基金The work is supported by Natural Science Foundatiion of Chongqing (No .CSTC 2005BB2065)
文摘In data mining from transaction DB, the relationships between the attributes have been focused, but the relationships between the tuples have not been taken into account. In spatial database, there are relationships between the attributes and the tuples, and most of the associations occur between the tuples, such as adjacent, intersection, overlap and other topological relationships. So the tasks of spatial data association rules mining include mining the relationships between attributes of spatial objects, which are called as vertical direction DM, and the relationships between the tuples, which are called as horizontal direction DM. This paper analyzes the storage models of spatial data, uses for reference the technologies of data mining in transaction DB, defines the spatial data association rule, including vertical direction association rule, horizontal direction association rule and two-direction association rule, discusses the measurement of spatial association rule interestingness, and puts forward the work flows of spatial association rule data mining.
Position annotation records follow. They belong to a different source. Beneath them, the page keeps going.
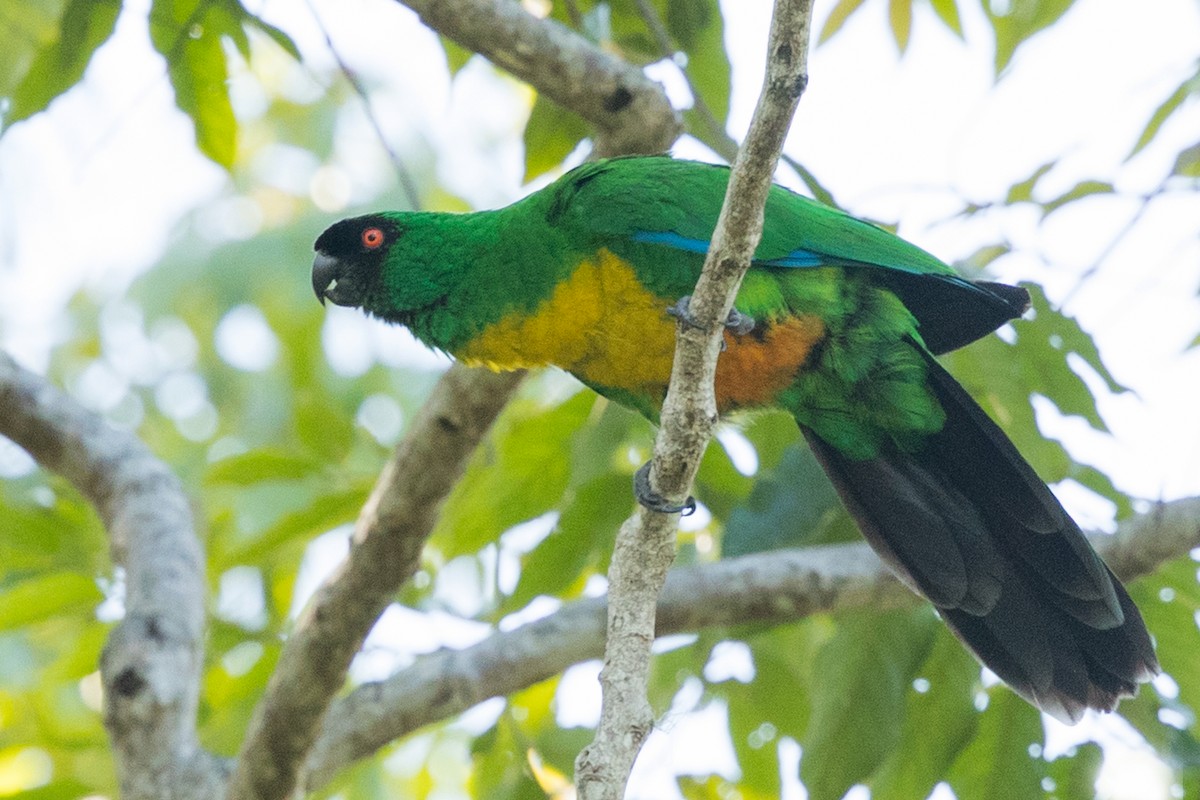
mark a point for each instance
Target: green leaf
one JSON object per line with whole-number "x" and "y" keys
{"x": 948, "y": 12}
{"x": 550, "y": 136}
{"x": 59, "y": 65}
{"x": 900, "y": 18}
{"x": 47, "y": 596}
{"x": 456, "y": 55}
{"x": 997, "y": 764}
{"x": 264, "y": 464}
{"x": 1003, "y": 377}
{"x": 1080, "y": 190}
{"x": 1191, "y": 85}
{"x": 282, "y": 40}
{"x": 519, "y": 473}
{"x": 859, "y": 683}
{"x": 1019, "y": 20}
{"x": 1170, "y": 602}
{"x": 28, "y": 28}
{"x": 947, "y": 707}
{"x": 789, "y": 506}
{"x": 699, "y": 30}
{"x": 187, "y": 34}
{"x": 582, "y": 537}
{"x": 1023, "y": 192}
{"x": 1074, "y": 775}
{"x": 1187, "y": 163}
{"x": 838, "y": 18}
{"x": 319, "y": 517}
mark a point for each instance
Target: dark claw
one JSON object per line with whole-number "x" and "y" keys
{"x": 655, "y": 501}
{"x": 737, "y": 323}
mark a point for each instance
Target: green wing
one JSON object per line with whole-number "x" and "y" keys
{"x": 673, "y": 204}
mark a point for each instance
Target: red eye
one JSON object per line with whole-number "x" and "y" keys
{"x": 372, "y": 238}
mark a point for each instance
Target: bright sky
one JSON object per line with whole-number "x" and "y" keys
{"x": 91, "y": 192}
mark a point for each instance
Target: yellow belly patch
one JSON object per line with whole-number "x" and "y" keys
{"x": 600, "y": 324}
{"x": 605, "y": 328}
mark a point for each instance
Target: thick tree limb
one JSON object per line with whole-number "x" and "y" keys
{"x": 151, "y": 663}
{"x": 630, "y": 112}
{"x": 384, "y": 554}
{"x": 633, "y": 115}
{"x": 778, "y": 587}
{"x": 646, "y": 542}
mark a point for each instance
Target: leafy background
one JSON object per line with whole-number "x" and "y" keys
{"x": 277, "y": 414}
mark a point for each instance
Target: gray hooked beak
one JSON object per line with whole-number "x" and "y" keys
{"x": 324, "y": 276}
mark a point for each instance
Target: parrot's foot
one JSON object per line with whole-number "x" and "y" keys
{"x": 736, "y": 323}
{"x": 655, "y": 501}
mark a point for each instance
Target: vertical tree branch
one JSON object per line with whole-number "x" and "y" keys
{"x": 151, "y": 663}
{"x": 384, "y": 553}
{"x": 646, "y": 542}
{"x": 631, "y": 115}
{"x": 630, "y": 112}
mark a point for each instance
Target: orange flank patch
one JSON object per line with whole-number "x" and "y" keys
{"x": 754, "y": 368}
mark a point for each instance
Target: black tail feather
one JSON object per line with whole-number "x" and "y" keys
{"x": 967, "y": 523}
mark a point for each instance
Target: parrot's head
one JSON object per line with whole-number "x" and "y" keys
{"x": 382, "y": 263}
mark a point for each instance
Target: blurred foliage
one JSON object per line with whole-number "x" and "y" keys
{"x": 277, "y": 414}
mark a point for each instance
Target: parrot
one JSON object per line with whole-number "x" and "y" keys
{"x": 838, "y": 322}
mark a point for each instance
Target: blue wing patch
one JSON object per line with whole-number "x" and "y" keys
{"x": 798, "y": 258}
{"x": 672, "y": 239}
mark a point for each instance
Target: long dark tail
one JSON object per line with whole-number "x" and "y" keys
{"x": 969, "y": 524}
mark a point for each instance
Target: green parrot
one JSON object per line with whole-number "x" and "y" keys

During two-direction spatial association rules mining, an algorithm is proposed to get non-spatial itemsets. By virtue of spatial analysis, the spatial relations were transferred into non-spatial associations and the non-spatial itemsets were gotten. Based on the non-spatial itemsets, the Apriori algorithm or other algorithms could be used to get the frequent itemsets and then the spatial association rules come into being. Using spatial DB, the spatial association rules were gotten to validate the algorithm, and the test results show that this algorithm is efficient and can mine the interesting spatial rules.